Neanche il tempo di superare lo choc dell’eliminazione di Nole Djokovic che è arrivata l’ancora più clamorosa eliminazione di Andy Murray dagli ottavi degli Australian Open, scombinando completamente le quote per la vittoria finale.
Chi si è svegliato domenica mattina presto ha pensato ad un errore della grafica che riportava il punteggio. C’era un Mischa Zverev che con la sua posizione n° 50 voleva godersi il ruolo di sfavorito, giocando una partita libera da fardelli mentali. Invece alla Rod Laver Arena è andata in scena una partita inspiegabile di Murray, del n°1 al mondo, priva di contenuti e rabbia, con lo scozzese imbolsito, scarico e alla fine battuto senza nemmeno arrivare al quinto set. Un campanello d’allarme che Murray non dovrà sottovalutare se vuole mantenere la testa della classifica.

Nello stesso giorno Roger Federer ha raggiunto l’obbiettivo sperato, raggiungendo i quarti di finale dopo aver battuto Kei Nishikori al quinto set.
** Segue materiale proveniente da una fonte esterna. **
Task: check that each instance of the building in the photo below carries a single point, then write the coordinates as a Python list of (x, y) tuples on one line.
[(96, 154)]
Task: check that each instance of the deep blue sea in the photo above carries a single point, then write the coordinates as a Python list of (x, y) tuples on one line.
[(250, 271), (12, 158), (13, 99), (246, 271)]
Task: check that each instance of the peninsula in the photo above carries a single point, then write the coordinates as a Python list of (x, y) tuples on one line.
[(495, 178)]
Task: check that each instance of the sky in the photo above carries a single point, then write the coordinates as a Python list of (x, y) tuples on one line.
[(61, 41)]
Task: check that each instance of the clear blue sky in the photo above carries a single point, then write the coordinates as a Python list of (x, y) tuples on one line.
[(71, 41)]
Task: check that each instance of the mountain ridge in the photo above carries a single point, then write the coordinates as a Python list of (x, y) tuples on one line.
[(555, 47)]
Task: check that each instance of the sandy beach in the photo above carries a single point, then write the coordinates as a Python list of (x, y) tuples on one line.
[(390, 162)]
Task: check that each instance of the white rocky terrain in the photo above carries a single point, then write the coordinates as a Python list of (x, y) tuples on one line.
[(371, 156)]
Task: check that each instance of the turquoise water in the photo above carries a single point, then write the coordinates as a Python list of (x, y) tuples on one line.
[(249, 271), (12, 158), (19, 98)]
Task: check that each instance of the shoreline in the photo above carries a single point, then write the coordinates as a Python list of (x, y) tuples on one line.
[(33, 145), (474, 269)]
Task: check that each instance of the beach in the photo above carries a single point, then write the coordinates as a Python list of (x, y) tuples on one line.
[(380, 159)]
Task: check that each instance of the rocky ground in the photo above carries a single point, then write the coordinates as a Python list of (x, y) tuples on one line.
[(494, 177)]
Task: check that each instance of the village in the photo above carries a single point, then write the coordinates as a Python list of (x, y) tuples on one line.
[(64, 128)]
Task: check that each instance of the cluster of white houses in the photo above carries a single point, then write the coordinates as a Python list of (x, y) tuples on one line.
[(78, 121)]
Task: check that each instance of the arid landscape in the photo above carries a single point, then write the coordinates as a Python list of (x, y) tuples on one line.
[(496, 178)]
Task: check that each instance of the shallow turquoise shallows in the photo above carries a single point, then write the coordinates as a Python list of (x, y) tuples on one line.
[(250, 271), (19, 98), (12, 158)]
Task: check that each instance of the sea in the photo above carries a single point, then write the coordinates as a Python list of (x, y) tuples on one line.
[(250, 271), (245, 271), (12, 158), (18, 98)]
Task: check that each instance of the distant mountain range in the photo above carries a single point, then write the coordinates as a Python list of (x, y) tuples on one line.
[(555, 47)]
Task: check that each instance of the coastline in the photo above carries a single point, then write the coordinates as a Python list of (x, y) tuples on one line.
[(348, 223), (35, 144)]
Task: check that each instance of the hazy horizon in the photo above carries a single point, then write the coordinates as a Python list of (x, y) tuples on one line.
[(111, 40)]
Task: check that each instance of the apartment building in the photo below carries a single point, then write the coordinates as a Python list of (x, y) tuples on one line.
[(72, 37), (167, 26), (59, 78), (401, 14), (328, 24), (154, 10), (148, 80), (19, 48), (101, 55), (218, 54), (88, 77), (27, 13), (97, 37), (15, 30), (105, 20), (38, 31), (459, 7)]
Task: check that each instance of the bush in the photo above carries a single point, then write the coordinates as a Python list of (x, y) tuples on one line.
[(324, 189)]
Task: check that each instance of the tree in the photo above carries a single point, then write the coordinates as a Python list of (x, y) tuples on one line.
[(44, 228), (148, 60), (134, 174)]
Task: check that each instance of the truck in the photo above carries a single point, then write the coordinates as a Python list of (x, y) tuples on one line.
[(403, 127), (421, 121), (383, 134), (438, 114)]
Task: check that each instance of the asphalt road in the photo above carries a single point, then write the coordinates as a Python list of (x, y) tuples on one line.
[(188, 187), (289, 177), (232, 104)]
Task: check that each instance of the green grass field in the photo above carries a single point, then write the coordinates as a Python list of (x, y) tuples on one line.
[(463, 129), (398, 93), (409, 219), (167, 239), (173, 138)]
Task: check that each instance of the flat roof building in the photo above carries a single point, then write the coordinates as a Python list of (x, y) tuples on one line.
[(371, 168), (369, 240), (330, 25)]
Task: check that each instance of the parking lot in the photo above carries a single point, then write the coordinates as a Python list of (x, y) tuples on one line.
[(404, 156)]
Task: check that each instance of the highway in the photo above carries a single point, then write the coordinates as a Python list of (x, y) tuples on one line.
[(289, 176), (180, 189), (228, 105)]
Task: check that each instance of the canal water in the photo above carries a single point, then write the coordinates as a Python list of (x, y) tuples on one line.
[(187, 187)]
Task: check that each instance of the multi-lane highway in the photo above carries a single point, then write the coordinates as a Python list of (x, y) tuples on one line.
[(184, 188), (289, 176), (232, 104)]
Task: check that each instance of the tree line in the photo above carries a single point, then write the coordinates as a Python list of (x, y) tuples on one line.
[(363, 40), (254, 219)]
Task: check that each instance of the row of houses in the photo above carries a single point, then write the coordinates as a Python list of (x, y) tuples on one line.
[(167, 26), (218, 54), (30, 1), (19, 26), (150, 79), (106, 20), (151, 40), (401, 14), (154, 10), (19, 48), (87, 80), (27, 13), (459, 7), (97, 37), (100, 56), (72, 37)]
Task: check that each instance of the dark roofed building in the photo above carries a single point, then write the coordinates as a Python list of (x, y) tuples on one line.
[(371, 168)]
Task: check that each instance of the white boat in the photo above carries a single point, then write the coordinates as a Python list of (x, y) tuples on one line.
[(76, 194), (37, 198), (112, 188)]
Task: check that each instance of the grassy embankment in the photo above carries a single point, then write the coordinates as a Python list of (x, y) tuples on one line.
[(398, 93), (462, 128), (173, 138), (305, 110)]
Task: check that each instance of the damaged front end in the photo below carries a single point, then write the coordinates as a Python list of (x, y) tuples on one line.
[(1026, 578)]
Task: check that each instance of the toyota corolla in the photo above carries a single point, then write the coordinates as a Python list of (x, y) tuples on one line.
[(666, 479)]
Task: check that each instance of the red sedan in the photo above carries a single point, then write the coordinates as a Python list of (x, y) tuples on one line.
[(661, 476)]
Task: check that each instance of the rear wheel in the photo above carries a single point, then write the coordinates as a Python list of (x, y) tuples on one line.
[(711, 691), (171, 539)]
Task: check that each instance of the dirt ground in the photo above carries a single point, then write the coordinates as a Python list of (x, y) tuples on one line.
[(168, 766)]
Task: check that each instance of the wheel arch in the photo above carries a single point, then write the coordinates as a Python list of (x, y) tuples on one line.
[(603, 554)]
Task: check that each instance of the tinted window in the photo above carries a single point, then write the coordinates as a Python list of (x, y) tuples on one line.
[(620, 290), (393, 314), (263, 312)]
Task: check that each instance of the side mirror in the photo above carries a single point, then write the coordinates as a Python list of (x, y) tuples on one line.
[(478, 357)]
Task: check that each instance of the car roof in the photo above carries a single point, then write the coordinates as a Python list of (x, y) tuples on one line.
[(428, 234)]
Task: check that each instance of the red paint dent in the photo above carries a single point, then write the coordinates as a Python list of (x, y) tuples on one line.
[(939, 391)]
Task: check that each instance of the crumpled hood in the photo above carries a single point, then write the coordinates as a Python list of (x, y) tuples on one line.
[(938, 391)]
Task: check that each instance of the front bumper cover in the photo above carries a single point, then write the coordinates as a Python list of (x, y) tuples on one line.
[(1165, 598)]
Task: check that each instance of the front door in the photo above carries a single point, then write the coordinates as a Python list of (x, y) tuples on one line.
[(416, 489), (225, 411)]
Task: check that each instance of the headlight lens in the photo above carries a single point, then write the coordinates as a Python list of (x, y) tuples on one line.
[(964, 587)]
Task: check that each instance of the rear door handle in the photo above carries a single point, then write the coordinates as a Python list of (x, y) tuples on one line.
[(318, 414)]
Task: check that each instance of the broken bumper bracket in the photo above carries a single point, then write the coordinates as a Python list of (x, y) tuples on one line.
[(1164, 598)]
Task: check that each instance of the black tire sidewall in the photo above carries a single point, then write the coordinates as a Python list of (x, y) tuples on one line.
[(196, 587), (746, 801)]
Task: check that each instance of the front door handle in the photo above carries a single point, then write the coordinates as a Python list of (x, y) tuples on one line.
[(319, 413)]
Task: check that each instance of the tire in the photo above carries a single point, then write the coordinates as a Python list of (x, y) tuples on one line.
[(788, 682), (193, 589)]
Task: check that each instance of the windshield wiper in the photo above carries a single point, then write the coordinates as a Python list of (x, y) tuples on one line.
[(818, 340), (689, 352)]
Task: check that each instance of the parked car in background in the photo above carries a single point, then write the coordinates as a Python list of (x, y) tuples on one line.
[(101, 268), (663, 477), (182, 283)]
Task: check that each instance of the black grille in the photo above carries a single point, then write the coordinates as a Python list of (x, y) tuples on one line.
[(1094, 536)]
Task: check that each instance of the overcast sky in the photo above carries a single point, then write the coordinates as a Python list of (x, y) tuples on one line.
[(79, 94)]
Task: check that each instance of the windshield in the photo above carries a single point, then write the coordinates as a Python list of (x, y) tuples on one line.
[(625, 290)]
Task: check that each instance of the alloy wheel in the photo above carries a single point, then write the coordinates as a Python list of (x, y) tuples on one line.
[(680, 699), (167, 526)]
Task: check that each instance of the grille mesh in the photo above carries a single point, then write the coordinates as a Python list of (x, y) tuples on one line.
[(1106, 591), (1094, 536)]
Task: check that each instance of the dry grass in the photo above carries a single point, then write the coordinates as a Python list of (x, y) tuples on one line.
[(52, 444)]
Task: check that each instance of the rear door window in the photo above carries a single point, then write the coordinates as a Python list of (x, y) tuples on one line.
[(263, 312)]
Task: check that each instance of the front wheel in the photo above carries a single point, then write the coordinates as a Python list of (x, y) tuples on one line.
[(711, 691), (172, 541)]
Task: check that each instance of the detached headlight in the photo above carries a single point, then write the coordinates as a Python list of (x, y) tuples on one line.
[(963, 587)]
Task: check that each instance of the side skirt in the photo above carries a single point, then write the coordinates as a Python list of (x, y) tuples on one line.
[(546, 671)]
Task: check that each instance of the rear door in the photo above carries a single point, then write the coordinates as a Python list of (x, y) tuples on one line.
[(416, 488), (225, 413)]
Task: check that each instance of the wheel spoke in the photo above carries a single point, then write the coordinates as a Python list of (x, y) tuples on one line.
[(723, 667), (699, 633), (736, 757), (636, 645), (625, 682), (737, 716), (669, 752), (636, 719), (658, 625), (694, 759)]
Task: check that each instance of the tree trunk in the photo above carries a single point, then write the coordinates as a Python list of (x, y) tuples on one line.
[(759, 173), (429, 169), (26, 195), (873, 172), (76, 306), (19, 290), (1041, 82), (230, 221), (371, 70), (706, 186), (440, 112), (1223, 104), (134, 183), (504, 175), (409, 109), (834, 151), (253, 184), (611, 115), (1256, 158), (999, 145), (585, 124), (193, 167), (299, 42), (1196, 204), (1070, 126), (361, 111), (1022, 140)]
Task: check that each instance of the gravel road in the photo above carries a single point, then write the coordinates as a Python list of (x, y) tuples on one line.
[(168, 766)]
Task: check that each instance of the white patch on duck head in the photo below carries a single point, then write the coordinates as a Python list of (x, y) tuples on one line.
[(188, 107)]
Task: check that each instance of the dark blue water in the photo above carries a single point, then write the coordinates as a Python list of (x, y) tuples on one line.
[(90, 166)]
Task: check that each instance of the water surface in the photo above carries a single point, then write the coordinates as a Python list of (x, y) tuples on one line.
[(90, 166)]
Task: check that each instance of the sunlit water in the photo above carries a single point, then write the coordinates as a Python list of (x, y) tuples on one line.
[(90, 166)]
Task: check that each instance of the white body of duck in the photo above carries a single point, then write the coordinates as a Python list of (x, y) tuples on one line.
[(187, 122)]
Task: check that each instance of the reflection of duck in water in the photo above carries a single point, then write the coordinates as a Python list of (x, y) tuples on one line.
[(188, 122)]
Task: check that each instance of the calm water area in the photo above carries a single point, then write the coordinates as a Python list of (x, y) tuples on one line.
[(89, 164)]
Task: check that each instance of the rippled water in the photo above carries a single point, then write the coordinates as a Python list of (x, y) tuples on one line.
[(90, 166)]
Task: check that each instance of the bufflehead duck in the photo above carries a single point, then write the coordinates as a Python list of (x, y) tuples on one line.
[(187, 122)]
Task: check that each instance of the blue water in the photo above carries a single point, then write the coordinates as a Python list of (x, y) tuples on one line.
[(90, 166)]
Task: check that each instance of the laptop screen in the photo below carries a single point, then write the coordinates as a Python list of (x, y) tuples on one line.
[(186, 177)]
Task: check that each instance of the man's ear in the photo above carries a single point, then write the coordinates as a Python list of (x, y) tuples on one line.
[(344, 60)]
Partita equilibrata nel primo set, risolta al tie break dal giapponese. Da quel momento King Roger ha aumentato i giri e i suoi turni di servizio sono diventati un esercizio di stile e precisione.
Impressionante il rovescio e la varietà dei colpi che, nonostante l’età, sono ulteriormente migliorati.
Al quarto set però Roger, sul suo turno di servizio e l’inerzia della gara a suo favore, ha infilato un errore su uno smash che ne ha portati altri due, capaci di fargli improvvisamente perdere il servizio. Nishikori ha dato fondo a tutte le sue energie e lo ha portato al quinto. Set in cui Federer ha definitivamente chiuso la partita denotando anche un insospettabile forma, superiore persino agli ultimi tre anni. Ora Re Roger si troverà proprio di fronte al fratello maggiore degli Zverev.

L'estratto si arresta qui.